I have to admit that almost everything I knew about this book before reading it was garnered from reading Louisa M Alcott’s Little Women.
I vaguely knew it was a religious allegory and I probably wouldn’t have bothered reading it if I hadn’t acquired a copy in a box of books I bought at an auction. And I wouldn’t have bothered reading it even then had I not been surprised by how slim a volume it was.
The book is in two parts, which I didn’t know from my Little Women reading. The first part follows the journey of Christian who realises his life in his city is empty and meaningless and that he needs to change. He is scoffed at by his family, friends and neighbours but continues anyway. On his journey he gets sidetracked and waylaid and is also helped by others to find his way again and to reach the promised land.

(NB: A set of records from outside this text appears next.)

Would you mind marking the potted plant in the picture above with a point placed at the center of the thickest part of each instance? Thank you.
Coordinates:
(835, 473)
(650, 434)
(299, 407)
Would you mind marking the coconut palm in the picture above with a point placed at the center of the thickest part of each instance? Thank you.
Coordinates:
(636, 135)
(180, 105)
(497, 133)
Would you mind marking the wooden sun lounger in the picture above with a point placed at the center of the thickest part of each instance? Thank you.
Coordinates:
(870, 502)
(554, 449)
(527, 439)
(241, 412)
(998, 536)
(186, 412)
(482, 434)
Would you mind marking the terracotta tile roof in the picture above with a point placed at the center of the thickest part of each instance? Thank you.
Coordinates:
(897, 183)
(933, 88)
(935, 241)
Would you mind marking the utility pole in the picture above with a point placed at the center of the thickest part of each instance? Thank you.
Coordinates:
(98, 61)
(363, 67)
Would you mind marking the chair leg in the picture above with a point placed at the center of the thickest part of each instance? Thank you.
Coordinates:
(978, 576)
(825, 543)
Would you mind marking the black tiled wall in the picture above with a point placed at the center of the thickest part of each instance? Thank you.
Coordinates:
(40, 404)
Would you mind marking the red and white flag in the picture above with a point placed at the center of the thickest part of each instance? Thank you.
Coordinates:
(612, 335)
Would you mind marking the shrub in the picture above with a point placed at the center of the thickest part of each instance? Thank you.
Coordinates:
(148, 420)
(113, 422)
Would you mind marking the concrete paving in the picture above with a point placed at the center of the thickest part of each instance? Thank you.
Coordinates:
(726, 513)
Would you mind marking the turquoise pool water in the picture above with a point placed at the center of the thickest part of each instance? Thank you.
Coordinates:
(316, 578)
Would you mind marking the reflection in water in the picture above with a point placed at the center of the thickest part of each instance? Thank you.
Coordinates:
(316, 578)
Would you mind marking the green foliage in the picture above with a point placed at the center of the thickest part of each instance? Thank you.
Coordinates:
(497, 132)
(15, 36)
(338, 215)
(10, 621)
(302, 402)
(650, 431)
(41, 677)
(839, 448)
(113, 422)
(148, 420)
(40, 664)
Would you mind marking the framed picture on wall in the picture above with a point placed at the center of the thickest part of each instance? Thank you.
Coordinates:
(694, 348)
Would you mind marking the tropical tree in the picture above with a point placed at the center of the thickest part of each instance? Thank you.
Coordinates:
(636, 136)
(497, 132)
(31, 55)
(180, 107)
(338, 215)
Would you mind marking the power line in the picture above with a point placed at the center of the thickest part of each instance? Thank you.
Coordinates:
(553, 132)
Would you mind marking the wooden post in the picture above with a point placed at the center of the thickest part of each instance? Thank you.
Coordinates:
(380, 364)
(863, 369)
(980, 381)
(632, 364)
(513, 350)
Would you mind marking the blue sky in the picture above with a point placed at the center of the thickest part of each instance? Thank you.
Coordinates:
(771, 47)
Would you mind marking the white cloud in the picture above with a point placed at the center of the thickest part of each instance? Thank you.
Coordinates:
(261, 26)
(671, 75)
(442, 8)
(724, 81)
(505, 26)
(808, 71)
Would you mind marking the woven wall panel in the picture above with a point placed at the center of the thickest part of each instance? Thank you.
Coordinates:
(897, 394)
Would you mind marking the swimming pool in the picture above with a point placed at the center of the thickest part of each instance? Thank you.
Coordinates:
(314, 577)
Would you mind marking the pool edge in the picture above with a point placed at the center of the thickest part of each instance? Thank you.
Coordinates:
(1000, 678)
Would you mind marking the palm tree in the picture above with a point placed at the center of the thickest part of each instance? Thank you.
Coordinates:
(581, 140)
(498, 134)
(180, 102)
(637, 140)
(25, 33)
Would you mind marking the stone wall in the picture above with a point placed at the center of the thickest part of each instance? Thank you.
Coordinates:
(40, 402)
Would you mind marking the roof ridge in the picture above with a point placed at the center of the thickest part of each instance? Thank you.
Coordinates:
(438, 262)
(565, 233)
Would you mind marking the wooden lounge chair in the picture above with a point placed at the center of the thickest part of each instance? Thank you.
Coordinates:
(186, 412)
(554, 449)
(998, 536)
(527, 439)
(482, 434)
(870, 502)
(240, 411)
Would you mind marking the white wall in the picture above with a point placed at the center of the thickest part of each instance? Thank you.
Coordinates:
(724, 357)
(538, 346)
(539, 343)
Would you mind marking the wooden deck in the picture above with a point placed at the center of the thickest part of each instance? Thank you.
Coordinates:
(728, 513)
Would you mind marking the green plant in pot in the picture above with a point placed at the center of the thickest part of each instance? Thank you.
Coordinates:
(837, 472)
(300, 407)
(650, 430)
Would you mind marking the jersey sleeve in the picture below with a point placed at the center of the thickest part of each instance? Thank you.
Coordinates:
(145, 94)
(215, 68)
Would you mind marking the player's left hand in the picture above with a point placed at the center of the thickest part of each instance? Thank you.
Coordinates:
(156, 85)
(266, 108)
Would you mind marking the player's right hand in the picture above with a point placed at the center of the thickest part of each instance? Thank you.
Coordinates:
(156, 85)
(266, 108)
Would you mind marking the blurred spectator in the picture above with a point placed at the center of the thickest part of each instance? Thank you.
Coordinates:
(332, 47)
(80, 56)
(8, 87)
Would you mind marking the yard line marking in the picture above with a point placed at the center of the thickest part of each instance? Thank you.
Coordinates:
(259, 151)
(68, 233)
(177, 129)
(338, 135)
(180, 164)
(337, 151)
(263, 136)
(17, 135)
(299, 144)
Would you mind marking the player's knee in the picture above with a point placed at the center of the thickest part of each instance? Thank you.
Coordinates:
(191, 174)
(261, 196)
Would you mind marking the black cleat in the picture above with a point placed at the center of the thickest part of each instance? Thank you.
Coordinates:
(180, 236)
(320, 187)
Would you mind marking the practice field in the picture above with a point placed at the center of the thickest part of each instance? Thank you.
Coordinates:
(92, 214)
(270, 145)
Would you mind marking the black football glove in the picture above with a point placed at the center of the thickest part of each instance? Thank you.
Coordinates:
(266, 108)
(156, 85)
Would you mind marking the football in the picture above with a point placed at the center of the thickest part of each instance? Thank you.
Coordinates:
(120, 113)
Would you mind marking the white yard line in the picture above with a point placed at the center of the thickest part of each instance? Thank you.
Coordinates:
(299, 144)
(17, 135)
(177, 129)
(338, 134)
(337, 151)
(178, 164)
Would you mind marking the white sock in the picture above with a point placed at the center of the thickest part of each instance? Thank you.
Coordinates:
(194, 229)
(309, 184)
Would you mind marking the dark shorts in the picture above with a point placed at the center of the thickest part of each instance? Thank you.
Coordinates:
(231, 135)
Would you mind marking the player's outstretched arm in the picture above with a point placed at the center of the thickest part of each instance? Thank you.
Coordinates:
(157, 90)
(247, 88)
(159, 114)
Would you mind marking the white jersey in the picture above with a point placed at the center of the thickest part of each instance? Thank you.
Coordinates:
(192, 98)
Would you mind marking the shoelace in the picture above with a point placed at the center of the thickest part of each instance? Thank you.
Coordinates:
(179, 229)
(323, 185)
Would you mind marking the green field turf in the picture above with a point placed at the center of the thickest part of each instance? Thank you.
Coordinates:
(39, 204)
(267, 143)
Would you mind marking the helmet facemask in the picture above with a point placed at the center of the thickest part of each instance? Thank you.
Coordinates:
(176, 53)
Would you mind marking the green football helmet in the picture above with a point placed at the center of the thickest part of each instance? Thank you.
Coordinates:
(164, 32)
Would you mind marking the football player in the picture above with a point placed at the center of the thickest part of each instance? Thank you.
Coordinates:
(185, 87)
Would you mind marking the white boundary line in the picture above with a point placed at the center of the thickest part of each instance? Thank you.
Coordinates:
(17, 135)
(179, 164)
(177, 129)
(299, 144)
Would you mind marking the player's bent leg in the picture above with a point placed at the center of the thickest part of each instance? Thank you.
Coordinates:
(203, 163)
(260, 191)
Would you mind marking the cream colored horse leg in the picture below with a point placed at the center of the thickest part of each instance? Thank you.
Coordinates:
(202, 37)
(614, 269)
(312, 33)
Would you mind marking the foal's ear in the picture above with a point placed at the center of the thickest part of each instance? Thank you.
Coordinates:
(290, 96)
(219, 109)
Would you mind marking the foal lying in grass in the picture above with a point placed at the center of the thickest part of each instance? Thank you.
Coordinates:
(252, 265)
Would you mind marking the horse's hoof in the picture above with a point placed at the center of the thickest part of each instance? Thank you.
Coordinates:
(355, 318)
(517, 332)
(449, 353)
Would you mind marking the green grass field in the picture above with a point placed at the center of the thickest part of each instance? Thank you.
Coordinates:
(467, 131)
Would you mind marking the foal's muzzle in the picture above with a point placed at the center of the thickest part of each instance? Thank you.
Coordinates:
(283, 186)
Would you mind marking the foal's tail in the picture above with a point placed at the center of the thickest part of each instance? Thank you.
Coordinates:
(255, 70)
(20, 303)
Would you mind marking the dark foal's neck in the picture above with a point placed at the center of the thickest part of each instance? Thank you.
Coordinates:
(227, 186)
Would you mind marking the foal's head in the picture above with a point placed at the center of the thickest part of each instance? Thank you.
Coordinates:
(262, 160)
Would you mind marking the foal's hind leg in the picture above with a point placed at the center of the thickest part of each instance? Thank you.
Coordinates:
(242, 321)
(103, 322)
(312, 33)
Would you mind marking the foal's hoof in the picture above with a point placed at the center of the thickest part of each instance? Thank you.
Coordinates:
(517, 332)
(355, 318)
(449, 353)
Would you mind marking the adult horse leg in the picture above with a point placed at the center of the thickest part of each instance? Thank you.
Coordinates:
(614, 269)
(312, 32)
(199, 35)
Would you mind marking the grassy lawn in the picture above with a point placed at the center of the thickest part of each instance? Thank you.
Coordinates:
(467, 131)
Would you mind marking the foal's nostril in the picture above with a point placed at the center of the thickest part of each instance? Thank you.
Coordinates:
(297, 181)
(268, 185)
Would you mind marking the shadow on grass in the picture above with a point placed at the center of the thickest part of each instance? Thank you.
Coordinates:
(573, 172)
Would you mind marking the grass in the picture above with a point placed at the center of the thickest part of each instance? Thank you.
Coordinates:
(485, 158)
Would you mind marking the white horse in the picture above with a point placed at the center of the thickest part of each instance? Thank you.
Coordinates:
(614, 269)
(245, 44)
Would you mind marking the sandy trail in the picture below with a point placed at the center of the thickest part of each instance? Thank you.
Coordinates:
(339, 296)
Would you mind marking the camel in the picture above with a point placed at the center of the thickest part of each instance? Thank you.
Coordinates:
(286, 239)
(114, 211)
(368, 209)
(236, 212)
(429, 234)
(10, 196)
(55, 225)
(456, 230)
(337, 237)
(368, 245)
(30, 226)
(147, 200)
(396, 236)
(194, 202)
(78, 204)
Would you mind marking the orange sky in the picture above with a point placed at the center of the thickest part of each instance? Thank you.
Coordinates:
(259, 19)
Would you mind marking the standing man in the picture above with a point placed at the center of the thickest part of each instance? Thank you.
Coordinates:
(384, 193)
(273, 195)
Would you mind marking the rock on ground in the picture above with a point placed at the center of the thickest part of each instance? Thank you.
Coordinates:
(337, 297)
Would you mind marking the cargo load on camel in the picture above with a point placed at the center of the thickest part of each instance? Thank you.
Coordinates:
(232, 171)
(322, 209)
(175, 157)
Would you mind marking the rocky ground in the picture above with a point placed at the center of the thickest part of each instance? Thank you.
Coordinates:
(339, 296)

The second part is about Christian’s wife and children who, realising the error of their ways, decide to follow in his footsteps and redeem themselves.
I was surprised by how much I enjoyed this book. I am not a religious person but I didn’t find the book too preachy. I feel the message about striving to be better people is about more than organised religion and is more about the human condition.
The language is a little archaic to a 21st century ear, a bit like reading the language of the King James Bible, which might be a bit off-putting but you get a lot of story in 115 pages.
I enjoyed spotting the bits referenced in the March sister’s playing at Pilgrim’s Progress although these were much fewer than I had expected.
Would I recommend others to read this book? Probably not, and I certainly wouldn’t recommend rushing out to buy it, although if a copy ever comes your way give it a go.